How to Make Authentic Spaghetti Carbonara

Spaghetti alla carbonara made with bacon, eggs, cheese and black pepper served in bowl with cheese to grate in the back (selective focus, focus one third into the meal)
Photo by ildipapp, c/o

Spaghetti carbonara  is a classic of Italian pasta cooking and has one of those iconic sauces that it marks it out as wholly unique. It probably owes as much of its origins to Italian chefs based in New York as it does to the Italian mainland. The dish probably originated in the Lazio region of Italy which makes it almost Roman but not quite. There are great Youtube videos by a number of Italian and UK chefs like Antonio Carluccio, Gennaro Contaldo, Jamie Oliver and Gordon Ramsay who offer their insights into how an authentic version is made. 

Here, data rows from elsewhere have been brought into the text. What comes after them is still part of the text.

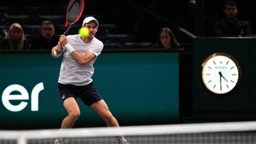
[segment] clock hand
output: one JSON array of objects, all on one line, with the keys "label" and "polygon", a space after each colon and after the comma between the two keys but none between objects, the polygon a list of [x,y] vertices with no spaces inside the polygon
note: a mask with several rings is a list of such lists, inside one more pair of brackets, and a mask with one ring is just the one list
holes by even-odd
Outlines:
[{"label": "clock hand", "polygon": [[221,88],[221,91],[222,90],[222,87],[221,87],[221,72],[219,72],[218,74],[220,74],[220,88]]},{"label": "clock hand", "polygon": [[227,82],[227,80],[223,76],[223,75],[222,74],[221,72],[219,72],[218,74],[220,74],[221,76],[223,77],[225,79],[225,81],[226,81]]}]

The contentious issue around this dish above all others is the idea of using cream when in fact it is a sauce of just egg yolks with guanciale, pecorino cheese and plenty of black pepper. The fat comes from using guanciale which is the cured cheek of pig and supplies much of the flavour. If you cannot find this particular ‘bacon’ then the next best is pancetta ham and then smoky bacon. No oil should ever need to be used but it helps when it comes to frying very dry bacon! All the fat must be rendered from the guanciale by heat in a pan. This is also used to flavour the whole dish. The other key ingredient which makes it ‘authentic’ is the use of pecorino cheese rather than parmesan although some chefs like Jamie do half and half say. You can use some chopped garlic but its not an absolute requirement.

Ideally only the egg yolks are used but some chefs allow one of the eggs to include the whites as well. The other key element in preparation is to reserve a cup of pasta cooking water which can be added to help make the sauce smoother. 

Here are the steps and directions to prepare this iconic dish easily.

Serves 4: The dish takes about 10 minutes to prepare and 20 minutes of cooking.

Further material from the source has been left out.